The Bibi of 2016 isn’t the same Bibi of his first term in 1996 when he took President Bill Clinton on a helicopter tour of Judea and Samaria to impress upon him the strategic vulnerability of the country and show him that Jewish settlements rarely encroach on Arab villages. The Bibi of 2016 avoids identifying openly with the right. To him it’s a wise strategy and it’s contributed to the fact that last week Netanyahu surpassed David Ben-Gurion as Israel’s longest-serving prime minister. Bennett and his second-in-command the popular justice minister Ayelet Shaked have no such compunction when it comes to identity politics. With Minister of Defense Avigdor Lieberman leaning more to the left Bennett and Shaked have positioned themselves as the leaders of Israel’s religious right. They feel the electorate is leaning that way and that they can use the levers available to coalition partners to keep Netanyahu from heading in Lieberman’s direction.

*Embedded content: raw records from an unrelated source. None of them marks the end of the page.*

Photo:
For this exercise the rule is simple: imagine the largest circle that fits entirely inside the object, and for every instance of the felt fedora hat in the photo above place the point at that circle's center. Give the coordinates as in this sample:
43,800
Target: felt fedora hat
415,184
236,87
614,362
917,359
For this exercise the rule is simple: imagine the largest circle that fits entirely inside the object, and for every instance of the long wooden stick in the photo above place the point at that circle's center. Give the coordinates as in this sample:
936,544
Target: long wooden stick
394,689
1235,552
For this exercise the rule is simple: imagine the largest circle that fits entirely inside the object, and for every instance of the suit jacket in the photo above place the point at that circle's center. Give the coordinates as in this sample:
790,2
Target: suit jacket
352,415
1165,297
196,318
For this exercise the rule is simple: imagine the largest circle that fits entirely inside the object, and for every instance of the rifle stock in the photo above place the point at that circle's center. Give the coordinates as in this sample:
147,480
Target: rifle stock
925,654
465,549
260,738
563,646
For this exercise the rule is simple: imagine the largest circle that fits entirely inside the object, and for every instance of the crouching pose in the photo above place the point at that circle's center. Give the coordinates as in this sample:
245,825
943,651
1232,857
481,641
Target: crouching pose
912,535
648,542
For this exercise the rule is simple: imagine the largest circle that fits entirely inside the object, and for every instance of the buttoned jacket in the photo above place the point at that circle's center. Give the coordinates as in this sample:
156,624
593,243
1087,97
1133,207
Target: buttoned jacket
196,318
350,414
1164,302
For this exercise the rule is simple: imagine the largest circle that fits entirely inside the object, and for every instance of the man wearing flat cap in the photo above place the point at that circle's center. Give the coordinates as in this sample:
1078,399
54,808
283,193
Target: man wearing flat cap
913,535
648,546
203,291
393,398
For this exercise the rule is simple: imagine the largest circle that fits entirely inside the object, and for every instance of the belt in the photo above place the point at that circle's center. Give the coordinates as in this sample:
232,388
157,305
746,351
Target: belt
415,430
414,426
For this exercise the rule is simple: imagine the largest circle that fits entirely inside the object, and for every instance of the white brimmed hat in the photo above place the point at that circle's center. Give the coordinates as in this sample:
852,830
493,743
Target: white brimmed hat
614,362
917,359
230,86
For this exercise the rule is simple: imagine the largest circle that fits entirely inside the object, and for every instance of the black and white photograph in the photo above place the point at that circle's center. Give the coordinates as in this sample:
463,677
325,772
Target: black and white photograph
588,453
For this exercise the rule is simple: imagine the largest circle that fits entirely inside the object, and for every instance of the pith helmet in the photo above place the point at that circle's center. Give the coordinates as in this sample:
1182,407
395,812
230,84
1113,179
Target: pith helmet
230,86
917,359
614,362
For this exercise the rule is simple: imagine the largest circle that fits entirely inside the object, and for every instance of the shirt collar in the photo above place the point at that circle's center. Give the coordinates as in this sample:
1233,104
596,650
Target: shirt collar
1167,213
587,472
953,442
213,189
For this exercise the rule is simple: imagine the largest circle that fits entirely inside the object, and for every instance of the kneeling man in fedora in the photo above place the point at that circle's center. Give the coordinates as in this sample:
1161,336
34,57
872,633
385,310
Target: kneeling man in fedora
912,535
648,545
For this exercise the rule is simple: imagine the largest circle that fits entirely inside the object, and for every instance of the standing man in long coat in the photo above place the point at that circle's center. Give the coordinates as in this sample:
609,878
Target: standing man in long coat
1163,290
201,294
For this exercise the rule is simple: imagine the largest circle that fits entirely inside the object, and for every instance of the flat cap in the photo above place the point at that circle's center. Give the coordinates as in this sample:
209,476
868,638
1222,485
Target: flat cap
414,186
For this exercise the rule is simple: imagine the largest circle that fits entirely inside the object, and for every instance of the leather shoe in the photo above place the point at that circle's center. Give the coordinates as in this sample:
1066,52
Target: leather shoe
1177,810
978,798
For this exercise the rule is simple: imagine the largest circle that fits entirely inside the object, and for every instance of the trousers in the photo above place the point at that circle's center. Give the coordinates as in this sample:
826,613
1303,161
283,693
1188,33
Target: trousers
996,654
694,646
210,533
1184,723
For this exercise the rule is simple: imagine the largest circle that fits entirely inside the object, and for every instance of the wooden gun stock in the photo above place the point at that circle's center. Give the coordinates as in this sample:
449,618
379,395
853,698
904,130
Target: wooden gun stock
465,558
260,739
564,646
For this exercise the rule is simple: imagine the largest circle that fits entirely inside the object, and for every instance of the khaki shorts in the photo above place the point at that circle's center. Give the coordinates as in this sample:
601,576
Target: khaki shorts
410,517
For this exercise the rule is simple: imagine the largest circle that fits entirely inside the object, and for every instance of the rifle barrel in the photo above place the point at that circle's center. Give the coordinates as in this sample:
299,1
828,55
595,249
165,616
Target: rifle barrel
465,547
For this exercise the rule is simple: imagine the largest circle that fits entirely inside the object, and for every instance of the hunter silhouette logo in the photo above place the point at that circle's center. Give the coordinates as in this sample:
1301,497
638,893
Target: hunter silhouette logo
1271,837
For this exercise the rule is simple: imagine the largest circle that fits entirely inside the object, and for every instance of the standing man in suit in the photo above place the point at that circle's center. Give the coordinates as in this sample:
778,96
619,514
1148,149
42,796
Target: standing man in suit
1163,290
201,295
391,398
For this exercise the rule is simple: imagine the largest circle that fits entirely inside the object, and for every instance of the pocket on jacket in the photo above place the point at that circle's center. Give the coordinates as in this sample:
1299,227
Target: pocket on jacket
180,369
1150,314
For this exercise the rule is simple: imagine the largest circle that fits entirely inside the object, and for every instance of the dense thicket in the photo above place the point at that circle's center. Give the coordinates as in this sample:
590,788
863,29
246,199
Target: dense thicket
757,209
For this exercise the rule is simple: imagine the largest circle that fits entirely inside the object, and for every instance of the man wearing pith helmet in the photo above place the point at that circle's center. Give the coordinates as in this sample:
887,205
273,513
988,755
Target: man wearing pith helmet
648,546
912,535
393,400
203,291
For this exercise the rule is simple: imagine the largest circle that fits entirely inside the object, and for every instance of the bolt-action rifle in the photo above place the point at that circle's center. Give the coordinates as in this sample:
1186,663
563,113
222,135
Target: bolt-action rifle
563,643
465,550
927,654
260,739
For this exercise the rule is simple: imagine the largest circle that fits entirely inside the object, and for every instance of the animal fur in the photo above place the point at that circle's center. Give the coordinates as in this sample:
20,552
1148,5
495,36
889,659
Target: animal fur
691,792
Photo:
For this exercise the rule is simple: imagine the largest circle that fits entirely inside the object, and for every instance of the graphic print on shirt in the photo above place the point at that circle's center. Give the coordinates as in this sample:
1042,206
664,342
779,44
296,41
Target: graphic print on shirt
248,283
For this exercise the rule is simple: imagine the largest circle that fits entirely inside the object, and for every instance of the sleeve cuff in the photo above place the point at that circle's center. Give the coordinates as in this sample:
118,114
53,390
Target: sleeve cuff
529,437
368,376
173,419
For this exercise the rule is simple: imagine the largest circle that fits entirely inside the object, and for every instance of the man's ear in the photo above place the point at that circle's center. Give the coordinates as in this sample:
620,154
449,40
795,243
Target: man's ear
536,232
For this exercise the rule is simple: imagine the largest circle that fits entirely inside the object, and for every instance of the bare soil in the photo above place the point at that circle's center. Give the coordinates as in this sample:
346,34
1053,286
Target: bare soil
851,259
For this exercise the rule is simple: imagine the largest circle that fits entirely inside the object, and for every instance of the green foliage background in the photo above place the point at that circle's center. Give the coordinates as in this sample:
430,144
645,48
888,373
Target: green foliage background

Other than attempting to usurp Netanyahu’s budding relationship with Trump Jewish Home has taken the initiative to break the left’s stranglehold on Israel’s judiciary. Four Supreme Court justices are retiring in 2017. Shaked recently released a list of 28 candidates for those positions and may introduce a bill to give her and the Knesset — with its right-wing majority — more power over those appointments.
Bennett and Shaked are also outflanking Bibi on the right in Amona an outpost 42 miles north of Jerusalem and home to some 40 Jewish families.
A December 2014 Supreme Court ruling found Amona was built on private Arab land and ordered its demolition by the end of December 2016. Amona residents claim they bought the land legally from its Arab owners. The Netanyahu government has been fighting the demolition order through legal means but halfheartedly according to Bennett. In early November a ministerial committee introduced a law to retroactively legalize the status of Jewish communities in Judea and Samaria including Amona and provide monetary compensation to PA Arabs at twice the assessed value of the land they claim is theirs.
The Knesset must approve the measure which Netanyahu opposes. He prefers to continue the legal battle that Bennett and Shaked contend is a lost cause.
“The time has come to take a stand against all the left-wing groups who are trying to determine the character of the state by filing appeals in the Supreme Court” Bennett told Mishpacha during a brief interview in the Knesset cafeteria. “With this vote we sent a clear message to the court that the Knesset is in charge. The law will protect all Israelis equally whether they live in Amona Beitar Illit or Tel Aviv. The left is upset? Good. Let them chill.”
Bennett and Shaked have thrown their entire weight behind the measure. They say they are prepared to bring the government down over it and are working hard to lobby Likud Knesset members that most Likud primary voters are right wing and they will hold a no vote against them the next time primaries roll around.
For now the government is still alive but as the December 25 deadline to demolish Amona approaches all eyes may soon focus on this little town in the Judean Hills that the Palestinians claim is theirs but once belonged to the tribe of Binyamin.